Officials there were quick to address any questions about displacement that might be raised by the district's employees, and union representatives were involved in discussions about the project.

In New York City, where discussions are taking place on how to best utilize welfare recipients, union leaders say they aren't opposed to those on public assistance working in the schools, as long as certain conditions are met.

The workers should be trained for their positions, and the program should be linked to a career ladder so that the welfare recipients can eventually move into permanent positions, said Ana Marengo, a spokeswoman with the United Federation of Teachers.

Mayor Rudolph W. Giuliani, a champion of private-sector welfare-to-work programs, made waves in 1995 when he proposed using welfare recipients as lunchroom workers and recess monitors. Education groups denounced the plan, saying it would create logistical and safety problems. ("N.Y.C. Teachers Turn Down 5-Year Contract," Dec. 13, 1995.)

But opposition has softened somewhat, and there are now some New York welfare recipients working in school kitchens. Using the workers as lunchroom monitors is another possibility, but some parents have objected to the idea, saying that the workers would not be properly trained to maintain order.

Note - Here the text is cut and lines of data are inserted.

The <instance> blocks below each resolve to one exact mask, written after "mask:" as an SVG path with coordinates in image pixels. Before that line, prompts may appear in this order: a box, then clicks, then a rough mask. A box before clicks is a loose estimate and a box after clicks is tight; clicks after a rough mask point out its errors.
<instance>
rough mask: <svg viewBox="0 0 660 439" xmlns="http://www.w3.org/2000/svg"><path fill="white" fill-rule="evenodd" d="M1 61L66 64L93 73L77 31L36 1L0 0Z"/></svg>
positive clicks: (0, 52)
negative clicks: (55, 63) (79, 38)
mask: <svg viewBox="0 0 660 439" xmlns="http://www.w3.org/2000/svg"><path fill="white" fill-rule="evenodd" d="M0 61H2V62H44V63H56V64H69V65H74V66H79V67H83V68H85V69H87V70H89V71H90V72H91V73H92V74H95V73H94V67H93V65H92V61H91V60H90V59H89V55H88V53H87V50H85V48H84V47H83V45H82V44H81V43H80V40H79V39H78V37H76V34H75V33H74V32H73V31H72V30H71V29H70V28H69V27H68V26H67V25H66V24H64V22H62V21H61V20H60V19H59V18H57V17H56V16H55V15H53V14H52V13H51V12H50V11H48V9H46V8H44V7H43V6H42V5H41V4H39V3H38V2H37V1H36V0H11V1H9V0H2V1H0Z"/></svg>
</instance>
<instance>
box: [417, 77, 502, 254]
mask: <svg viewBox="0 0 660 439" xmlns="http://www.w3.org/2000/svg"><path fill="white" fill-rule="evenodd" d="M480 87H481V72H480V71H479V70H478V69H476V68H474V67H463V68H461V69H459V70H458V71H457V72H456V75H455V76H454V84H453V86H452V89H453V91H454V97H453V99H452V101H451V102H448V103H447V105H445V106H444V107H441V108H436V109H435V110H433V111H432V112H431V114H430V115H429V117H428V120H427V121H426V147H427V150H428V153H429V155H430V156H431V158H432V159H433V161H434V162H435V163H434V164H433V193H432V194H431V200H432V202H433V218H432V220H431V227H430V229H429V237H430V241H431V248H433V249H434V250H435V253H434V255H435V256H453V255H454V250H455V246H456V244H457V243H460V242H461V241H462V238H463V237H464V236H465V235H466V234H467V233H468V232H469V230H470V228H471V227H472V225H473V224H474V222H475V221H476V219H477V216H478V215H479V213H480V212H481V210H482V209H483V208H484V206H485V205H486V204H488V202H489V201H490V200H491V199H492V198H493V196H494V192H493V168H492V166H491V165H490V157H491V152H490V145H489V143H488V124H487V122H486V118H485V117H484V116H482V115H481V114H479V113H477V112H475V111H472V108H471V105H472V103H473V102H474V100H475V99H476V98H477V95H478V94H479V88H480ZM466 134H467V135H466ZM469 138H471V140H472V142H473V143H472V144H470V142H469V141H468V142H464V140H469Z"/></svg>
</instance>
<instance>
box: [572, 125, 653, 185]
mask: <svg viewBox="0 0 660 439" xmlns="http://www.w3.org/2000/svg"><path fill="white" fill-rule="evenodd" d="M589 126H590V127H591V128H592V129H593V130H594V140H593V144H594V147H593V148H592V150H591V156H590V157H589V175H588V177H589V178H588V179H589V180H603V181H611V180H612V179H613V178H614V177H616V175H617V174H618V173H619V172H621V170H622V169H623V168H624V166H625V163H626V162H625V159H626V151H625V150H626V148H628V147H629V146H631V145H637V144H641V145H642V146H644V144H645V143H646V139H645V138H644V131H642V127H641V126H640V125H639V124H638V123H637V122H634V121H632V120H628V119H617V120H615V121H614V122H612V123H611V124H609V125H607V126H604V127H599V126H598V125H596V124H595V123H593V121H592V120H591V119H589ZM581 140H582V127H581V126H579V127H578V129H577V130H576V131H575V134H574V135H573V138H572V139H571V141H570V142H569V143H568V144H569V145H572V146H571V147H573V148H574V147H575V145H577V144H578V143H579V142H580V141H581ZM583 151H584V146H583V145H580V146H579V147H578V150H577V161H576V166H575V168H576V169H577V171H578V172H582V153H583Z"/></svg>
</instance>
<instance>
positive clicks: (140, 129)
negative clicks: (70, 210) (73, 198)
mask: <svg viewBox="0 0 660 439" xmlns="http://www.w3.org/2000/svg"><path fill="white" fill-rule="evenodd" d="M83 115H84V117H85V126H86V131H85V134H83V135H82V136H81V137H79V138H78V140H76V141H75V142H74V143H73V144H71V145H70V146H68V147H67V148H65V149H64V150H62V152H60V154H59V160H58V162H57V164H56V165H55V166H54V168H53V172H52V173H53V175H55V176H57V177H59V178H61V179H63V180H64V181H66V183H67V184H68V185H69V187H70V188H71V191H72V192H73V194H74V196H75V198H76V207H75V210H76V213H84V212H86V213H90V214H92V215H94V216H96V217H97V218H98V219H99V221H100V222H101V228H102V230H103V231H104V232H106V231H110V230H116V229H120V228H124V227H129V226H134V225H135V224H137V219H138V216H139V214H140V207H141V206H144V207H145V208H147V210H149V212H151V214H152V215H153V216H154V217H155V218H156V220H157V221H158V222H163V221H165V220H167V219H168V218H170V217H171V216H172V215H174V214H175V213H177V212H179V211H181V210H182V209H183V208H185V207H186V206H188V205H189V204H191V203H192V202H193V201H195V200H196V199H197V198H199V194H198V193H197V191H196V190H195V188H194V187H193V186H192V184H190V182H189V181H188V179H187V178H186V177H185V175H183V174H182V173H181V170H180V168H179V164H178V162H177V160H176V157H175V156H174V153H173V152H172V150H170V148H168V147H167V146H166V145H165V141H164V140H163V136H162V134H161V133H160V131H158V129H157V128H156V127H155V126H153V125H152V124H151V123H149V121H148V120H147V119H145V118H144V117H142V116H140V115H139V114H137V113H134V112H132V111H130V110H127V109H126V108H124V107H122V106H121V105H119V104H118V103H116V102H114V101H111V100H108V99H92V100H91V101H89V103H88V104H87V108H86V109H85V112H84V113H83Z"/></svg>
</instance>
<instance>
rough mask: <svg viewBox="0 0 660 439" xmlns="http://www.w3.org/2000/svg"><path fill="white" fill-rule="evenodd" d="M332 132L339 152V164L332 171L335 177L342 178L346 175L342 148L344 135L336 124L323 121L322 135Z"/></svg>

The school system plans to put some workers on lunch duty on a pilot basis in neighborhoods where there hasn't been any opposition, according to Karen Crowe, a district spokeswoman.

If structured well--with specific responsibilities, proper supervision, and regular feedback--these positions can be successful, especially for those who have no other work experience, said Mark Greenberg, a senior staff lawyer with the Washington-based Center for Law and Social Policy.

Schools, however, "should not be turned into an employment agency," said Jane Hannaway, a co-director of the education program at the Urban Institute in Washington.

Mr. Cunningham of the Frederick County, Md., schools said districts like his are breaking new ground. He said that he doesn't know how many schools or interns will participate but that he expects it will be a large number.

"I'm real excited, but I'm also sort of walking real slow," Mr. Cunningham said. "I think it's the right thing to do."